Albert Fishlow, professor emeritus at the School of International and Public Affairs at Columbia University: 
The Ministry of Finance demonstrates a long lag in its regular revisions of growth rate predictions and policy changes. For some time, estimated growth for 2013 has been lowered to between 2.0 and 2.5 percent, with only a modest advance for 2014. Much of the recent concern has been on higher inflation -- both by international banks and Brazilian citizens -- spilling over to demands for greater social expenditure during the protest marches. Trying to satisfy both simultaneously is hardly easy. The underlying problems are Brazil's low rate of investment -- less even than its neighbors, not to mention China and India -- and the inefficiency of its already large social outlays. They add up to low growth of productivity, pressures for tariff protection by the industrial sector and high rates of inflation in the service sector. Large gains in the terms of trade during the Lula years, accompanied by diminishing unemployment, avoided, but did not resolve, the issue.

Gilberto M. A. Rodrigues, professor at the Universidade Federal do ABC in São Paulo and board member of the Coordinadora Regional de Investigaciones Economicas y Sociales in Buenos Aires: The global economic crises affecting Brazilian growth is a problem per se. But the new political scenario in Brazil that arose from the huge street protests created a new demand for better and more accessible public services that could shock against some orthodox economic policies.
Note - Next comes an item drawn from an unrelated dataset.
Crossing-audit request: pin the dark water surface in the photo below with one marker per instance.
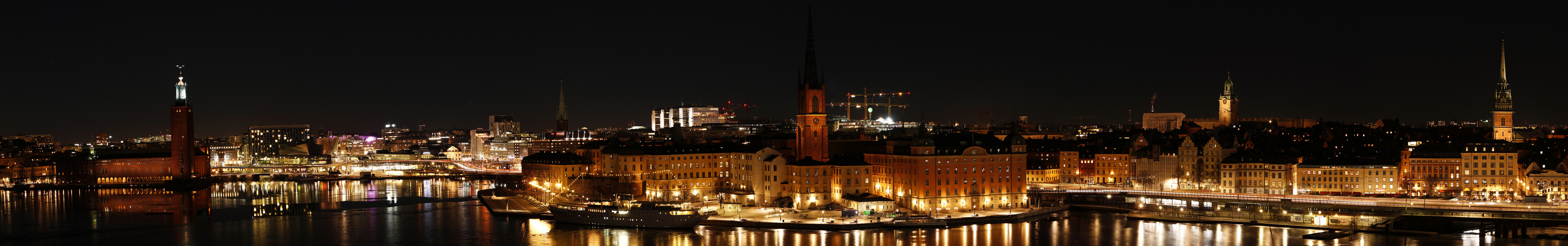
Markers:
(443, 212)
From a federal perspective, the core of the Brazilian economy is the employment rate, which has not fallen despite foreign economic threats and emerging domestic political changes. The Rousseff administration needs to cut public expenditures, but those cuts would affect the president's ability to govern and her administration's relationship with Congress. One of the main cards the federal government has in its hands is a whole package of transportation infrastructure projects, which will attract new and huge foreign investments in the coming months. Transportation contracts between state and private companies are now under revision, and both the São Paulo municipal and state governments took actions to reduce transportation tariffs. The recent protests were not under the spirit of a 'spring;' rather they were related to Brazil's economic growth in the last years. That growth improved economic human rights for the poor, without the same level of development in political and civil rights. There is an evident crisis of political representation in Brazil at the federal, state and local levels, and this will certainly lead all governments to reduce or at least not raise public tariffs in the short run.